ABSTRACT

Many donors have no conception of what is involved. A number do not know the location of their kidneys and some do not even realise that a surgical operation is required to remove a kidney for transplantation. They must understand that admission to hospital, a general anaesthetic, a surgical wound, a stay in hospital of approximately one week, and a period of recuperation of one month or more before returning to work will be involved. The probability of some postoperative pain, or at least discomfort, albeit alleviated by analgesia should be explained. They must know that the possibility exists of a postoperative complication, such as wound or urinary tract infection (the latter following urethral catheterisation), pneumonia and venous thromboembolism. There is an approximately 5% possibility of one or more of these complications occurring. They must also know that very occasionally death has followed donor nephrectomy. The procedure is carried out on a fit individual by an experienced surgeon and anaesthetist, and is planned carefully. The risk of death is of the order 1 in 1,000 or less, and it may be appropriate to explain that the risk is less than that of emergency appendicectomy. Deaths have occurred from venous thromboembolism, in particular, in the postoperative period.
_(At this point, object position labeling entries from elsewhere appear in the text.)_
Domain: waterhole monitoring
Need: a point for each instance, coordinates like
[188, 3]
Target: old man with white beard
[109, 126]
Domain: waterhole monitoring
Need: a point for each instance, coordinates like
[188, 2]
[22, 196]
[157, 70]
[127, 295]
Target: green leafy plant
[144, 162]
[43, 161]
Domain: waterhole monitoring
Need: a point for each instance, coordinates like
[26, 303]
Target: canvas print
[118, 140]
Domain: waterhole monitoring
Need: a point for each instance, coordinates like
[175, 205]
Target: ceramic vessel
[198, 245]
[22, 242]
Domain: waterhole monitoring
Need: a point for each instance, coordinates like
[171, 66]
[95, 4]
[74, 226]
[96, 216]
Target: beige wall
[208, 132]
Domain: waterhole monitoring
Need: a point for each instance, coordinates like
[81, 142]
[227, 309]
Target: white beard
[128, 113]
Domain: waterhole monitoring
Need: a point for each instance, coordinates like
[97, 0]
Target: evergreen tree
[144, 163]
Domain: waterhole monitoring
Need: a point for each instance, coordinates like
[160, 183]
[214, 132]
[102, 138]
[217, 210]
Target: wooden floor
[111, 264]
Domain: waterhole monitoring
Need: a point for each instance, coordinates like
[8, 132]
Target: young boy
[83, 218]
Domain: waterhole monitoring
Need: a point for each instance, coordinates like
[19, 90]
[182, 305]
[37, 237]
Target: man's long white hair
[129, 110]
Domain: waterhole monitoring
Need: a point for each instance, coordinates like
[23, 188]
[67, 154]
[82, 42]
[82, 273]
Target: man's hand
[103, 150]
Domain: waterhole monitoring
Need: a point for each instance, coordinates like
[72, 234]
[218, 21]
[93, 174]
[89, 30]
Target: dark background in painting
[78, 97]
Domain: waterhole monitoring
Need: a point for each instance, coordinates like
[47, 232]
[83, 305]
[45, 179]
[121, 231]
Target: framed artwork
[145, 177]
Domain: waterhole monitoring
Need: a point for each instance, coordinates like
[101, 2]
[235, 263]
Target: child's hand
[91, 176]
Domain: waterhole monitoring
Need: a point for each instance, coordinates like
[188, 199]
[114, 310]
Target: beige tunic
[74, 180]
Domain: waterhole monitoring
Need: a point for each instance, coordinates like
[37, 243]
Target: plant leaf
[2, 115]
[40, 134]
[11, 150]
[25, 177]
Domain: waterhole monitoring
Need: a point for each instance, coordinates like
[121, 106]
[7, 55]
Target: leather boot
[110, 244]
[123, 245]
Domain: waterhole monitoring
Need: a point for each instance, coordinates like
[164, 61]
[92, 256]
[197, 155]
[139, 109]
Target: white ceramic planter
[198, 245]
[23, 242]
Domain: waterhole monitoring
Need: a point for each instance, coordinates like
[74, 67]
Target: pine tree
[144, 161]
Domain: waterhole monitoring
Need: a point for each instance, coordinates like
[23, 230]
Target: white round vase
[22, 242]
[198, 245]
It should be explained that the remaining kidney will hypertrophy (enlarge) and that eventual renal function will be near-normal or normal, and certainly satisfactory enough under usual circumstances to maintain normal health. The individual with a single kidney is, however, at some disadvantage, which should be explained. For example, if trauma to the remaining kidney, development of malignancy within it (normally treated by nephrectomy) or development of an obstructing stone were to ensue, the donor would be at a disadvantage compared with an individual with two kidneys. Follow-up of live donors for up to 15 years has to date providing reassuring results, although some series have shown an increased prevalence of high blood pressure and proteinuria in donors. Whether this results from glomerular hyperfiltration in the presence of a single kidney, or reflects the increased probability of renal disease in relatives of a patient who has developed renal failure, is unclear.